Of the other notable developments, Neurosurgery, the official Journal of the Congress of Neurological Surgeons, has accepted a publication from Nevro that rates HF10 therapy in terms of ‘superior efficacy’ and ‘durability of outcomes’. Additionally, leading health insurers like Aetna, Humana, Kaiser and CMS have updated their coverage policies to include HF10 therapy, a significant positive in our view.
Nevro reported an impressive second quarter of fiscal 2016 recently, surpassing the Zacks Consensus Estimate on both counts. The company posted sales of $55.4 million (up 385% year over year) in the quarter. The company is also well poised internationally, having sales of $14.8 million and reflecting an increase of 30% from the year-ago quarter, courtesy of solid sales growth in Europe and Australia.
Better-ranked stocks in the broader medical sector include Cepheid Inc. , Healthways Inc. and PRA Health Sciences Inc. (PRAH - Free Report) . All the three stocks sport a Zacks Rank #1 (Strong Buy). You can see the complete list of today’s Zacks #1 Rank stocks here.

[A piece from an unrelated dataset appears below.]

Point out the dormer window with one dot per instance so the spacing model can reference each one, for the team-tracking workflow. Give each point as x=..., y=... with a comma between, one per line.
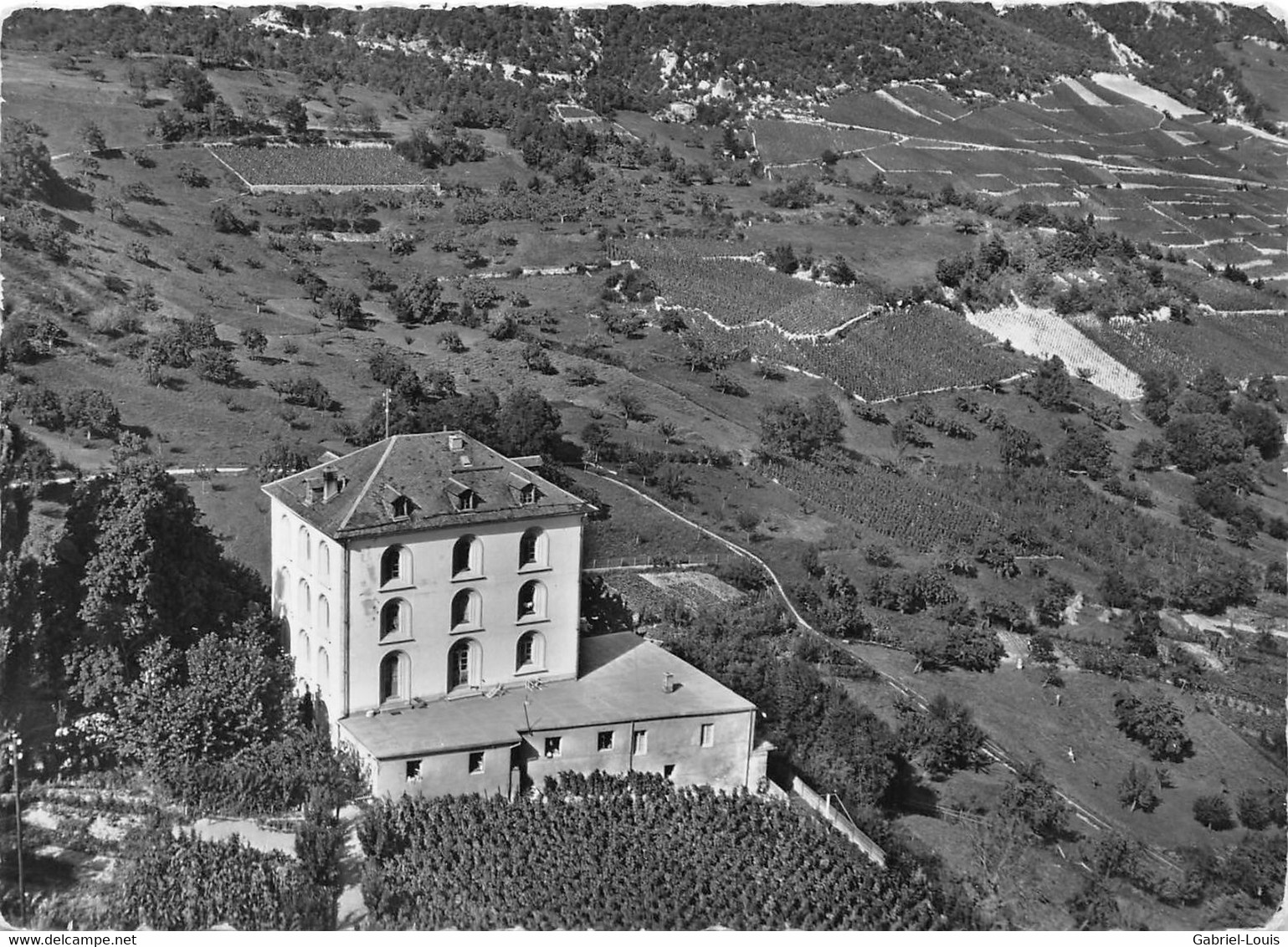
x=464, y=498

Cepheid has a long-term expected earnings growth rate of approximately 21.3%. Notably, the stock represents an impressive year-to-date return of 47.4%.
Healthways has a long-term expected earnings growth rate of 13.3%. The company posted a stupendous year-to-date return of 94.3%.
PRA Health Sciences has an expected earnings growth of 18%. The company posted a promising year-to-date return of almost 21.7%.